III. THE HOPE OF THEIR RELIGION
A good old negro in the slums of the town
Preached at a sister for her velvet gown.
Howled at a brother for his low-down ways,
His prowling, guzzling, sneak-thief days.
Beat on the Bible till he wore it out
Starting the jubilee revival shout.
And some had visions, as they stood on chairs,
And sang of Jacob, and the golden stairs,
And they all repented, a thousand strong
From their stupor and savagery and sin and wrong
And slammed with their hymn books till they shook the room
With “glory, glory, glory,”
And “Boom, boom, BOOM.”
THEN I SAW THE CONGO, CREEPING THROUGH THE BLACK,
CUTTING THROUGH THE FOREST WITH A GOLDEN TRACK.

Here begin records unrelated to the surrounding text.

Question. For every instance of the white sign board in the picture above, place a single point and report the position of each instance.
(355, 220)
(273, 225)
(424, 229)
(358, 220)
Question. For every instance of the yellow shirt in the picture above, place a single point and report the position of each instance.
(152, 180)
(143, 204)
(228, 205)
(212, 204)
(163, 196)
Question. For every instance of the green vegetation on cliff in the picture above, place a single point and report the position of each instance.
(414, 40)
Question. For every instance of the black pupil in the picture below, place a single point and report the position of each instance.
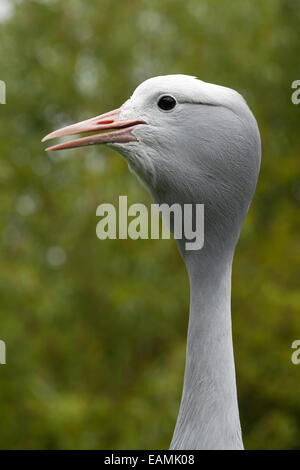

And the gray sky opened like a new-rent veil
And showed the Apostles with their coats of mail.
In bright white steel they were seated round
And their fire-eyes watched where the Congo wound.
And the twelve Apostles, from their thrones on high
Thrilled all the forest with their heavenly cry: —
“Mumbo-Jumbo will die in the jungle;
Never again will he hoo-doo you,
Never again will he hoo-doo you.”
Then along that river, a thousand miles
The vine-snared trees fell down in files.
Pioneer angels cleared the way
For a Congo paradise, for babes at play,
For sacred capitals, for temples clean.
Gone were the skull-faced witch-men lean.
There, where the wild ghost-gods had wailed
A million boats of the angels sailed
With oars of silver, and prows of blue
And silken pennants that the sun shone through.
’Twas a land transfigured, ’twas a new creation.
Oh, a singing wind swept the negro nation
And on through the backwoods clearing flew: —
“Mumbo-Jumbo is dead in the jungle.
Never again will he hoo-doo you.
Never again will he hoo-doo you.
Redeemed were the forests, the beasts and the men,
And only the vulture dared again
By the far, lone mountains of the moon
To cry, in the silence, the Congo tune:—
“Mumbo-Jumbo will hoo-doo you,
“Mumbo-Jumbo will hoo-doo you.
Mumbo ... Jumbo ... will ... hoo-doo ... you.”